The celebration of initiation varied from place to place and from time to time,so it would take a large book to describe it in detail in all its variations in these centuries. Instead, we will examine here a typical outline of elements that can give us a sense of the experience. Such a rite, normally celebrated at the Easter Vigil, would begin with the candidates for initiation leaving the assembly of the faithful to go to the baptistery, often a separate building near the entrance to the church. Once there, they would renounce Satan, perhaps facing the west and spitting at him; then facing the east, they would commit themselves to Christ.
At this point the candidates would return to the full assembly, where the bishop was waiting with the faithful. Greeted with acclamations, they would then be anointed with chrism by the bishop and greeted with the kiss of peace. Now members of the faithful, they would join the full assembly for the celebration of the Easter Eucharist. This anointing by the bishop after the baptismal bath is the ancient root of what we know as confirmation.As this description of initiation suggests, this anointing was a brief part of a much larger rite.
As long as dioceses were small and the bishop always presided at Easter initiations, there was no problem. But when that was no longer possible due to the increasing size of the church, the question arose about what to do with that portion of initiation when the bishop was not present. In the East the decision was made that whoever presided at the Easter rites would do the anointing. Thus among Eastern churches, the anointing or chrismation is, to this day, celebrated immediately after the water bath of baptism, whether the initiate is an adult or an infant.
As this happened, First Communion was often also delayed, since it was properly received only after confirmation. At the beginning of the 20th century, Pope Pius X lowered the age for First Communion to seven to encourage more frequent Communion, and confirmation was left hanging, as it were, in midair, now fully removed from the initiation celebration in most people’s minds.So the first of Turner’s historical models was an anointing that was clearly part of baptism.

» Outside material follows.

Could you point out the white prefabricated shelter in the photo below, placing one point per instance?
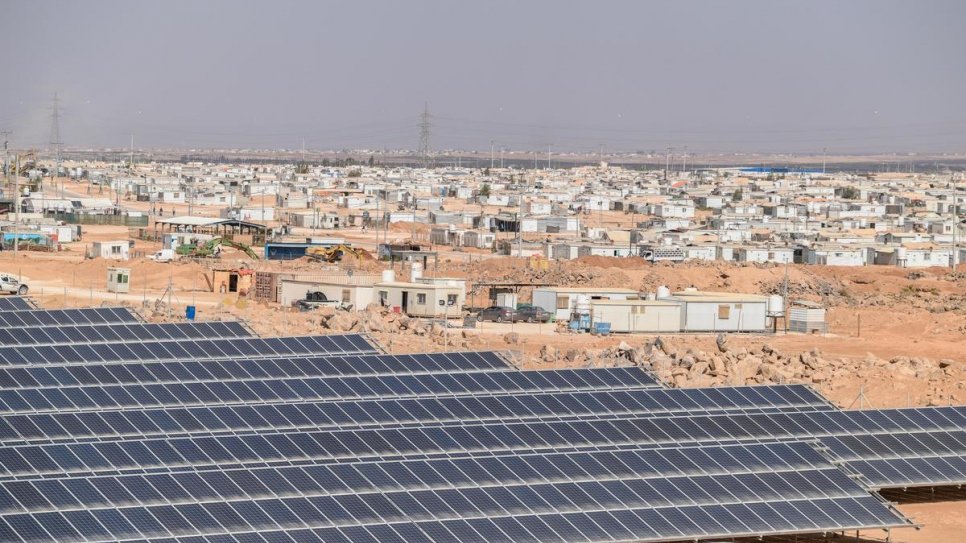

The deferral of that anointing until later, eventually many years after baptism, is seen as a separate model because it lost its roots in initiation and came to be seen as a sacrament of Christian maturity.
Explain why we sometimes call confirmation a sacrament with a confused theology. Include historical and theological reasons to support your answer. In spite of the confusion, describe at least one way in which the sacrament’s theology can be understood and celebrated coherently?